Do banking institutions have a good handle on the things they need to remediate and new control layers they need to adopt to keep users secure?

mobile banking security

To answer those questions, Accenture and NowSecure have performed vulnerability assessments of customer-facing mobile banking apps of 15 banking institutions in the North American market.

They have tested the iOS and Android app versions of each of these banks, and found that every app they tested had at least one security issue.

“Of the 465 tests completed for banking apps running on Android, 44 or nine percent had low security issues; 48 or 10 percent had medium security issues; and 10 or two percent had high level security issues. For banking apps running on iOS, a total of 315 tests indicated 24 or eight percent low level security issues; 13 or four percent with medium level issues; and none with high level issues,” they noted.

Security risks

Among the security risks identified were:

  • World-writable files (i.e. other apps can have write access to the files)
  • Broken SSL check / sensitive data in transit (i.e. unencrypted communications). Curiously enough, none of the tested iOS apps had this problem
  • Writable executables – a failing that can be combined with other issues and lead to additional app vulnerabilities, including remote code execution ones.
  • Lack of obfuscation of the app source code, allowing for easy reverse-engineering (some 60% of the tested Android banking apps are guilty of this)
  • Weak SecureRandom implementation
  • Dynamic code loading
  • Inappropriately set “HttpOnly” flag (to prevent XSS attacks)
  • Inappropriately set “Secure” flag (to prevent the sending of cookies over insecure channels)
  • TLS traffic with sensitive data (80% of tested iOS banking apps had sensitive values intercepted while proxying SSL and Transport Layer Security (TLS) app communications (i.e. username, password, GPS coordinates, etc.)
  • Lack of app transport security (60% of tested iOS banking apps had ATS globally disabled, which allows a connection regardless of HTTP or HTTPS configuration, connection to servers with lower TLS versions and a connection using cipher suites that do not support forward secrecy).

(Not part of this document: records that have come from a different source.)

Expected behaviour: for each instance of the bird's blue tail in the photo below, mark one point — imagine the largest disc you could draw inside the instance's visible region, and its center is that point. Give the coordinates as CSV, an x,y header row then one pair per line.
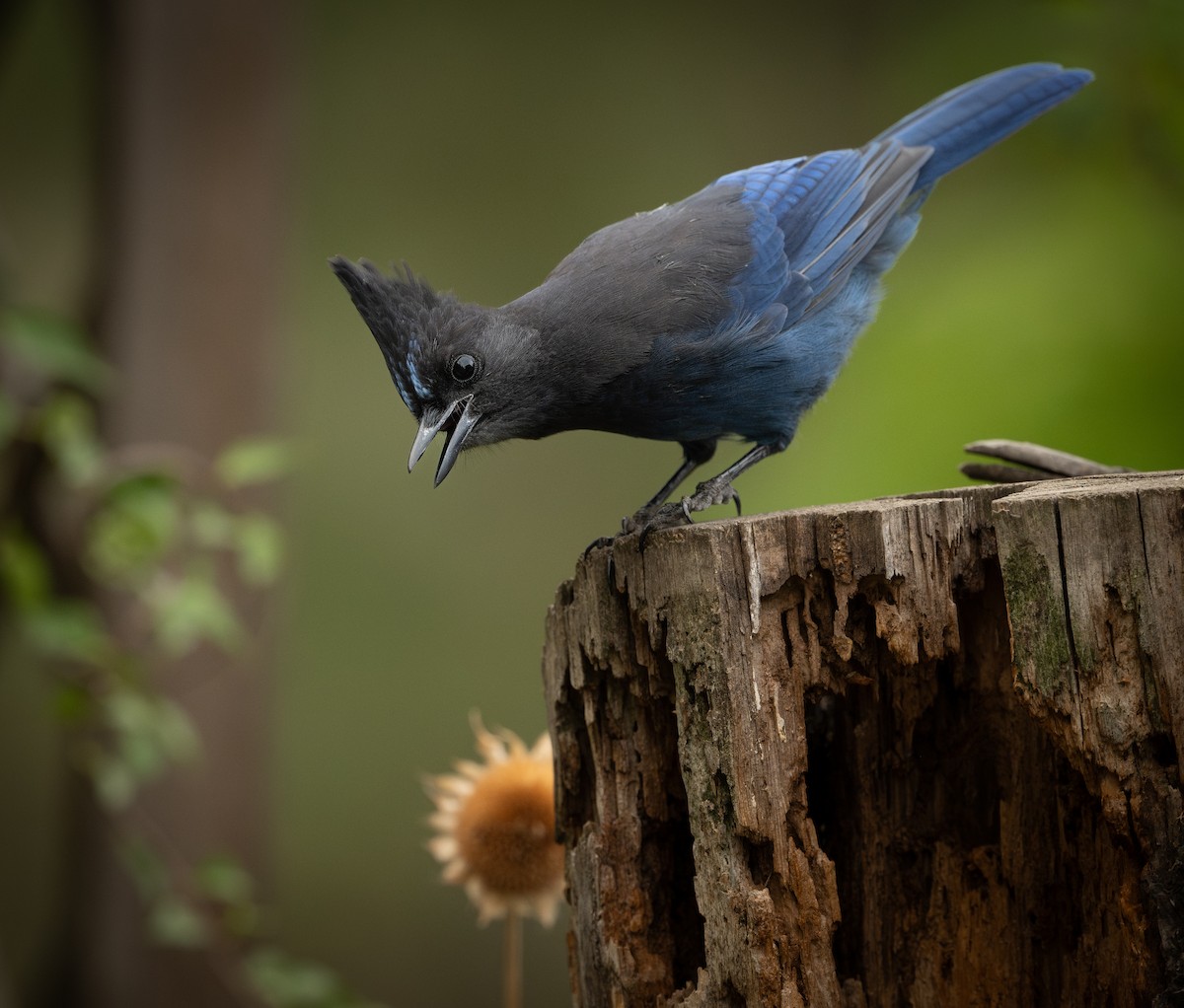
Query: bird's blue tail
x,y
968,119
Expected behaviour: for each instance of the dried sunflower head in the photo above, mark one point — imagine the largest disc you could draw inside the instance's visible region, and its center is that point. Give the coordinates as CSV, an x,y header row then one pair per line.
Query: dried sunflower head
x,y
495,828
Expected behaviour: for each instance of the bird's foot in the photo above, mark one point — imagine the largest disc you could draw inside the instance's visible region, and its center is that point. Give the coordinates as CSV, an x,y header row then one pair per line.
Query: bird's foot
x,y
708,493
655,517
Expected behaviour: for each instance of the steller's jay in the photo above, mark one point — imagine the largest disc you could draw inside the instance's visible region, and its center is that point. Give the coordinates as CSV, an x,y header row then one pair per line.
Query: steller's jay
x,y
727,313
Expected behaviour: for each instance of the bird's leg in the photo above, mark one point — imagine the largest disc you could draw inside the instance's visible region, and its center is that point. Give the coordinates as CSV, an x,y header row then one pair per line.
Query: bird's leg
x,y
719,490
716,490
694,455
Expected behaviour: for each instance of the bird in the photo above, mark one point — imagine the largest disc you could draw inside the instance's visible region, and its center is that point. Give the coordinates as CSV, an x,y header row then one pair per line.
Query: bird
x,y
723,315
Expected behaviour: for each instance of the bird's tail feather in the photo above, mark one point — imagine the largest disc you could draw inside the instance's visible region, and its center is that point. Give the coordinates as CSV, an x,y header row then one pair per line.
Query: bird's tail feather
x,y
968,119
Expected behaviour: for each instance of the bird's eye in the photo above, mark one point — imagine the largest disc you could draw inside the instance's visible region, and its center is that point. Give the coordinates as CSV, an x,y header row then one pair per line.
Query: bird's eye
x,y
465,368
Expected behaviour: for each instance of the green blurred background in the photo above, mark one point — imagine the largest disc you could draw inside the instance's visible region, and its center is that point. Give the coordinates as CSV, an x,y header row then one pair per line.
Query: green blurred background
x,y
481,143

Based on this and other historical app security assessments, the researchers have concluded that banking institutions have been proactive when it came to remediating well-known critical security issues such as Heartbleed, MITM exposure and others, but less so in regards to the above noted security risks.

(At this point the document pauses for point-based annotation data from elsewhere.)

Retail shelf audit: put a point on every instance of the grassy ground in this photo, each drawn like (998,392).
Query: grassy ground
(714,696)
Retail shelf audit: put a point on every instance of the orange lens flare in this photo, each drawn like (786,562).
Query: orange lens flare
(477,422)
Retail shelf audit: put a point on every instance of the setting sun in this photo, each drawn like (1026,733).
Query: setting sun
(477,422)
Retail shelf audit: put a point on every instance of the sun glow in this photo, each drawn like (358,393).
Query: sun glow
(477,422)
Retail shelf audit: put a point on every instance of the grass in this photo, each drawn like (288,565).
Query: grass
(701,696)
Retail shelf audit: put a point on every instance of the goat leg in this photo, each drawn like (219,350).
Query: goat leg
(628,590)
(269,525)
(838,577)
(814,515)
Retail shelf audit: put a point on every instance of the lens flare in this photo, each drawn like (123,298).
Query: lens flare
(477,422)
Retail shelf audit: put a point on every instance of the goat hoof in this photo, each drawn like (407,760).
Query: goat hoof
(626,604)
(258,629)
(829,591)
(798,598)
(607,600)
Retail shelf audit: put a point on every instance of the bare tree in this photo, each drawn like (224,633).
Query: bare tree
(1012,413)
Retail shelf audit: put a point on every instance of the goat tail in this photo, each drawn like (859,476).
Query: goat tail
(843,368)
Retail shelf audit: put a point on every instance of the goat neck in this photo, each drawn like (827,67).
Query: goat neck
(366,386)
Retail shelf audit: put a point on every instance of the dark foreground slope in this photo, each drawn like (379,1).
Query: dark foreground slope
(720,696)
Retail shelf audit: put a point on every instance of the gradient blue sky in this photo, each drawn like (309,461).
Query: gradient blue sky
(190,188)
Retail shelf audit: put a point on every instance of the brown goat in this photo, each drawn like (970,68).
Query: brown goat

Many of the institutions have also introduced multi-factor authentication for online banking (a good step), but chose to leverage SMS technology to deliver authentication codes (inherently insecure choice).

Top security risks identified in vulnerability assessment

mobile banking security

Tips for mitigating mobile banking security risks

The researchers have flagged insecure communication as the biggest risk.

Security around the transfer of data across communication channels is a challenge for developers, they noted, pointing out that developers are placing too much confidence in secure end-user behavior and back-end server-side communications.

“Development teams should strive to embed security within the end-to-end mobile SDLC (Systems Development Life Cycle), with proper security governance and oversight supported by recurring developer training and awareness and testing,” the concluded.

“Organizations should also have a strategy for performing regular vulnerability and/or configuration assessments, complemented by penetration testing, app fuzzing, and source code reviews, to obtain a comprehensive understanding of the mobile security environment across the entire mobile deployment stack.”